The parents of all players attending the SARU Youth Weeks are required to sign a consent form giving permission for the South African Institute of Drug Free Sport to do testing. This year there was also testing at the Under-18 Academy Week and the Under-16 Grant Khomo Week for the first time.
Readhead says that 220 players, 50% of the participants, were tested and the results of the testing has not yet become known. (They have back the results of the IRB's tests during the Junior World Championships and none of the South Africans tested positive.) At last year's Craven Week 47% were tested and two of those tested turned out positive for the use of anabolic steroids
But the drug-free programme went far further than testing at this year's Craven Week. Finding culprits is only part of the task. Education is more important and if successful would hopefully mean that less testing is needed at the Youth Weeks. SARU, via the BokSmart Rugby Safety programme, also educates all coaches involved in the game of rugby on the dangers of drugs in sport, the high risk associated with the use of supplements and the consequences of players testing positive for a banned substance. Readhead believes that the use of performance enhancing drugs in sport is not only a rugby problem. He agrees that rugby has to take responsibility in trying to eradicate the use of drugs in sport and ensure that they playing field is an even one for all but feels that teachers and parents have just as an important role to play.

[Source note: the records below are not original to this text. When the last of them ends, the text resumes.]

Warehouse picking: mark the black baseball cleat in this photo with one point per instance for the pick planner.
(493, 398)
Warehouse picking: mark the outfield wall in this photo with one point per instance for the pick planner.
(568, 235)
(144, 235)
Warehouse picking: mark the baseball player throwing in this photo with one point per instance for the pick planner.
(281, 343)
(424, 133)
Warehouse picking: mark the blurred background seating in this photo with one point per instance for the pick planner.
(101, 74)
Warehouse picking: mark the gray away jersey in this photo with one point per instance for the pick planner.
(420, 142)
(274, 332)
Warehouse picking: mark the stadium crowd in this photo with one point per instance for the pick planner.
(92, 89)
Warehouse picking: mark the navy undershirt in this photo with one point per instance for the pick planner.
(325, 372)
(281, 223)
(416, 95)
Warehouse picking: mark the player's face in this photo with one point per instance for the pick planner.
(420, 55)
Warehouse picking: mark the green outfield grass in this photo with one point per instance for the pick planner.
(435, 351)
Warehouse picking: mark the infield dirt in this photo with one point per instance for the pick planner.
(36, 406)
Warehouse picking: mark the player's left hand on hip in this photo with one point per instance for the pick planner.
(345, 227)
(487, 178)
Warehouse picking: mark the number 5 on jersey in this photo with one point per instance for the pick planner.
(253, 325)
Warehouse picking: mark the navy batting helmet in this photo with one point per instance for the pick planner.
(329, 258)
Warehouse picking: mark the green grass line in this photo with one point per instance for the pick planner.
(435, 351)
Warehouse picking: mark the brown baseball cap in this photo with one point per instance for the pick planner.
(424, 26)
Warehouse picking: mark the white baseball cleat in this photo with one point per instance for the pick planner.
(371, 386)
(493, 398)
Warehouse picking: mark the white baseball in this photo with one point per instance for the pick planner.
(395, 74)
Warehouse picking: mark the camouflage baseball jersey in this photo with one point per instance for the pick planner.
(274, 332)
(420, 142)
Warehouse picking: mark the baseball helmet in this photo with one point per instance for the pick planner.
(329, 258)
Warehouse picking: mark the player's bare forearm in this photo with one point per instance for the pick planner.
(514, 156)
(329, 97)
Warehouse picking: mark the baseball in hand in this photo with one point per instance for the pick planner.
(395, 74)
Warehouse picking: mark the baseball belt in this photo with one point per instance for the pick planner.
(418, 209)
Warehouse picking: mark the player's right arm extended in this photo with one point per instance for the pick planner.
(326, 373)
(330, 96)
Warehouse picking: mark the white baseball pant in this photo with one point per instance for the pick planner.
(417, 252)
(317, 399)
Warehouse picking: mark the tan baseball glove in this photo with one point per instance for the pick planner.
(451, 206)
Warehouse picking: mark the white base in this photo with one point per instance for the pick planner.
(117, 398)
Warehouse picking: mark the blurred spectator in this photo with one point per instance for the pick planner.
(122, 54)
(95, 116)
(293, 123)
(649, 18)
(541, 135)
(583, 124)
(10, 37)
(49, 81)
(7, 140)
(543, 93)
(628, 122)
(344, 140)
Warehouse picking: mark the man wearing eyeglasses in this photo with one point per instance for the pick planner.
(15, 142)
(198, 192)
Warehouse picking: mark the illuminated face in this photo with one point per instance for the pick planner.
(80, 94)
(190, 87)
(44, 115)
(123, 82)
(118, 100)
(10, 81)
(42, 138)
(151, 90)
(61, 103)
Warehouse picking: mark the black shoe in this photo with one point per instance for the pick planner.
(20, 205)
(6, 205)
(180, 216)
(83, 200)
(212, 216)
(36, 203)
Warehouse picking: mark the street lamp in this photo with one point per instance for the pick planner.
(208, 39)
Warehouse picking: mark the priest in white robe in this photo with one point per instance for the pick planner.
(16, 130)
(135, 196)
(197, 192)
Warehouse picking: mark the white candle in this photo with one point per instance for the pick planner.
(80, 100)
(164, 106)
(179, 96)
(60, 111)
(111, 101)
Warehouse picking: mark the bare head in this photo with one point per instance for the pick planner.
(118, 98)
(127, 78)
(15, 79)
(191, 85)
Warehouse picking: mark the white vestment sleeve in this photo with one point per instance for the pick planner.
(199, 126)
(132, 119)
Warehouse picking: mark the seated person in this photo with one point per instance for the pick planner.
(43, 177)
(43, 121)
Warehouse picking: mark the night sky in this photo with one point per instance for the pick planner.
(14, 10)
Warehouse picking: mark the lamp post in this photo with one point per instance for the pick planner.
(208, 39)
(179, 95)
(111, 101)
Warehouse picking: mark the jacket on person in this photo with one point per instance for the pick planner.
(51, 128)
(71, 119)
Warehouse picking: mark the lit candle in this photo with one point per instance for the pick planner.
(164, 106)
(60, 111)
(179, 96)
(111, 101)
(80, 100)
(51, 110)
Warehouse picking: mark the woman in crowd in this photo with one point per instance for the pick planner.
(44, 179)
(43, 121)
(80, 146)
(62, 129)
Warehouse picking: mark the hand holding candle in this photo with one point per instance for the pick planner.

Clearly there is adult complicity in the process of acquiring the drugs. They are expensive. This suggests that there is family responsibility as well. Readhead says: "It is vital that you take a keen interest in what your son is doing and that you aim to promote good ethical values at all times."
Education was rolled out at all the Youth Week tournaments this year. At the Under-18 Craven Week each team spent 45 minutes with the education crew and were exposed, amongst other issues, to the dangers and consequences of using drugs as well as the Doping Control process. Every player was given literature on the subject matter and then preformed an on-line computer quiz. Readhead said that the idea behind the quiz was to indicate to players that the issues around drugs in sport are not simple and that every player had to take responsibility for his actions.
Players were also informed that the reason SARU adopted such a serious approach to the use of drugs in sport is that there are serious health risks associated with the use of drugs, and that it is opposed the ethics and ethos of rugby which demands hard work, commitment and honesty of its players. But above all else the use of performance-enhancing drugs is blatant cheating.